# Forum Learning Russian Language Resources for Studying Russian Russian Names  фамилия

## olga

я панимаю the gender differences between basic surnames, like Иванов, васильев, but what about surnames that end in й, о? eg крыленко, коллонтай? excuse my occaisonal smattering по русский, still pretty basic.   ::

----------


## scotcher

AFAIK 
Russian names ending 'й' are treated as adjectives (коллонтай/ коллонтая), and non-Russian names (крыленко is Ukranian) don't show any gender.

----------


## Alexander

> AFAIK 
> Russian names ending 'й' are treated as adjectives (коллонтай/ коллонтая), and non-Russian names (крыленко is Ukranian) don't show any gender.

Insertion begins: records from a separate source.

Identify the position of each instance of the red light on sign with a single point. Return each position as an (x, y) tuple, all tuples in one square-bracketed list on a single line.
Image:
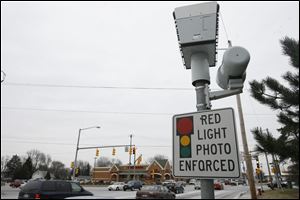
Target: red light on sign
[(185, 126)]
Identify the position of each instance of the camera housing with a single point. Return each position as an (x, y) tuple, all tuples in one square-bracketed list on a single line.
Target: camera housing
[(197, 31), (232, 73)]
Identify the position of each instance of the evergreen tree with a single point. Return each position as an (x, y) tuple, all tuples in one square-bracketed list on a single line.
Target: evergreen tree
[(285, 100), (48, 177)]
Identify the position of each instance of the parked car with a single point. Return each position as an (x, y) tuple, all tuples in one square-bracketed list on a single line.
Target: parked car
[(116, 186), (284, 184), (52, 189), (197, 185), (168, 181), (155, 192), (175, 187), (227, 182), (131, 185), (218, 185), (16, 183)]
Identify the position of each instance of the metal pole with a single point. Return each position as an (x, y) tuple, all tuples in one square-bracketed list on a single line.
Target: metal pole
[(246, 150), (200, 77), (94, 174), (130, 149), (270, 176), (75, 162)]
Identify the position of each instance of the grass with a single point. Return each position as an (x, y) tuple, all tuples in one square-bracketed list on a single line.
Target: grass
[(279, 194)]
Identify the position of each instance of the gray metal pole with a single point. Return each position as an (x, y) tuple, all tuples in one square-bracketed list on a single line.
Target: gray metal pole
[(130, 149), (270, 175), (134, 163), (200, 77), (246, 150), (75, 162)]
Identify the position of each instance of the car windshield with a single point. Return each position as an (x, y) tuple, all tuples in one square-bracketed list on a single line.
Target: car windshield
[(151, 188)]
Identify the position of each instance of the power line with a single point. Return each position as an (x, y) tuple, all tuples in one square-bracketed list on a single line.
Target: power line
[(224, 26), (83, 111), (92, 87), (106, 112)]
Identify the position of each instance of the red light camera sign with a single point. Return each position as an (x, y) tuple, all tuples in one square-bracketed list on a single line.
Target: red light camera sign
[(205, 145)]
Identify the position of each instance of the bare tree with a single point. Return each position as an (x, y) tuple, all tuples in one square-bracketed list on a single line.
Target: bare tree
[(103, 162), (58, 170), (38, 158), (157, 157)]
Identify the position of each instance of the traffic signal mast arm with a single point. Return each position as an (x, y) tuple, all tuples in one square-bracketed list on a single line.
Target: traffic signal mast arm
[(102, 147)]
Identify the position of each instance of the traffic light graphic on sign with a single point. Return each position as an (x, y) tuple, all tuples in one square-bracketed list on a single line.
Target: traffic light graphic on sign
[(97, 152), (185, 128), (257, 163)]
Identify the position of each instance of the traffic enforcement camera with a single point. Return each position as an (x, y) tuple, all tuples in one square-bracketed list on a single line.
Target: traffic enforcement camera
[(197, 31), (232, 73)]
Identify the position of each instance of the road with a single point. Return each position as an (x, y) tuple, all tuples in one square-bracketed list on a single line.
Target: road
[(229, 192)]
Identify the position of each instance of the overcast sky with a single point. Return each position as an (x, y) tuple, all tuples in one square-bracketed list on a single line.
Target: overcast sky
[(47, 47)]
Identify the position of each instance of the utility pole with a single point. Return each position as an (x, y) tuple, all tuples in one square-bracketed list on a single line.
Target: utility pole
[(95, 165), (246, 150), (130, 151), (201, 79)]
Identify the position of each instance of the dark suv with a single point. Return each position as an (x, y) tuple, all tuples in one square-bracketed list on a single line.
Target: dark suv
[(54, 189), (131, 185), (175, 187)]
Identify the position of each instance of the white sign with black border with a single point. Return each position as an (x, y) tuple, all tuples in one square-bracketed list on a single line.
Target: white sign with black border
[(205, 144)]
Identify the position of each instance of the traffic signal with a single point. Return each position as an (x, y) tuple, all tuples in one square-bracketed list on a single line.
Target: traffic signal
[(139, 159), (97, 152), (185, 128), (257, 171)]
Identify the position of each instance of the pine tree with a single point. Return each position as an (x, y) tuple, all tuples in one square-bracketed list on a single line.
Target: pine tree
[(27, 169), (285, 100)]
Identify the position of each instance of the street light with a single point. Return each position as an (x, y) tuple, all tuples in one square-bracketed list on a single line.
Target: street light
[(75, 162)]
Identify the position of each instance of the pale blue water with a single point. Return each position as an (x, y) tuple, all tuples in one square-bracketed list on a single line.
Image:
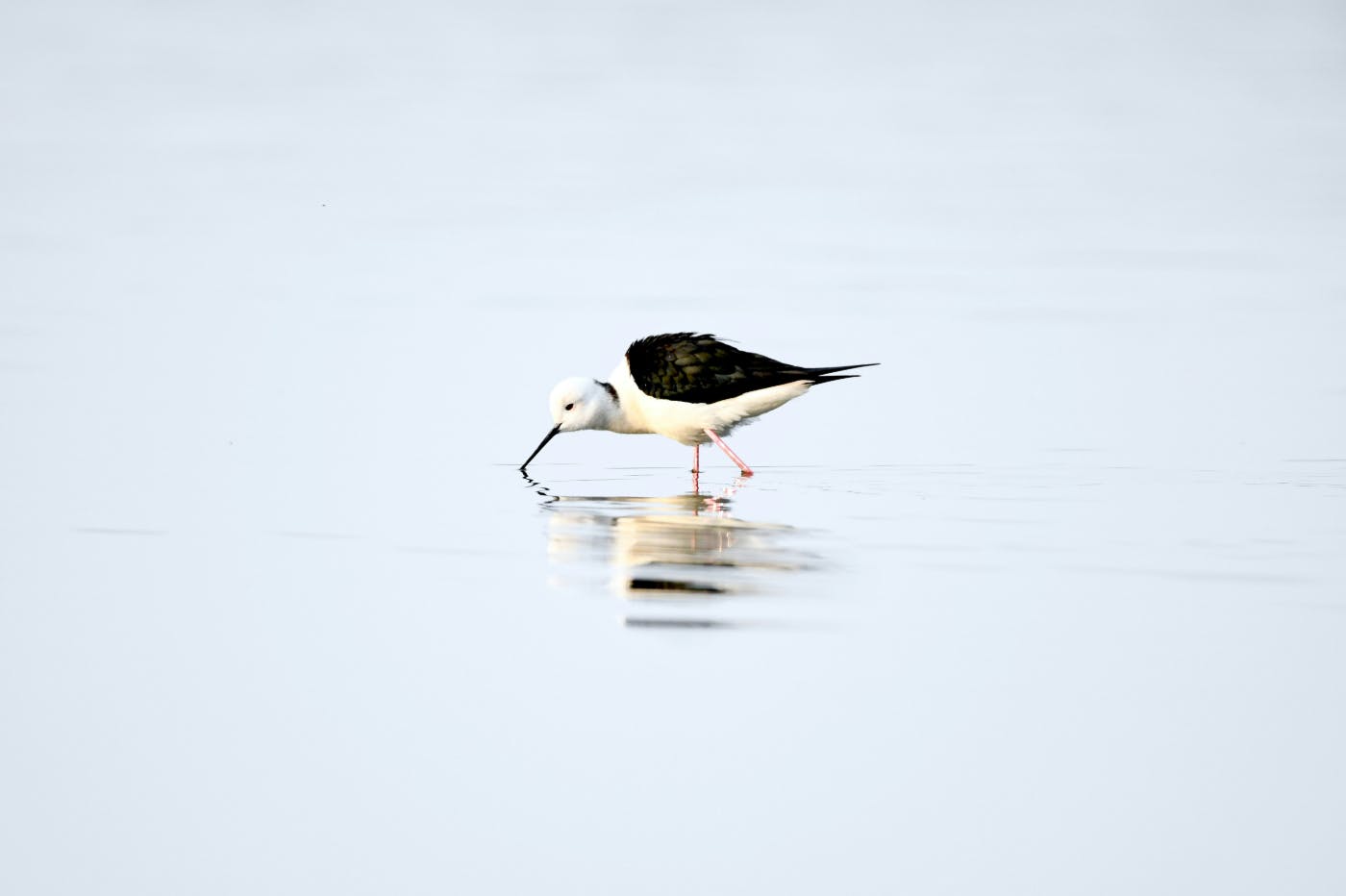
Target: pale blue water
[(1050, 602)]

 Я добавлю, что если Коллонтай - фамилия женщины, то она не склоняется. 
Пример.
"Любовь и революция не всегда идут рука об руку. Но в жизни Александры Коллонтай эти понятия неразрывны…"
P.S. Если бы это был мужчина, то "в жизни Александра Коллонтая эти понятия неразрывны…"

----------


## VendingMachine

> AFAIK Russian names ending 'й' are treated as adjectives (коллонтай/ коллонтая), and non-Russian names (крыленко is Ukranian) don't show any gender.

 Козловский male version
Козловская female version
Зимницкий male version
Зимницкая female version 
Now, don't say that these are Polish surnames cos they aren't. The Poles happen to have similar ones though. The first surname is self-explanatory, the second one (in the particular example of the person I know to have this surname) stems from the village of Зимницы.

----------


## Dimon

Есть ещё и такие интересные фамилии, как Кныш, Никотин, Директор.
 Можно представить их происхождение  ::

----------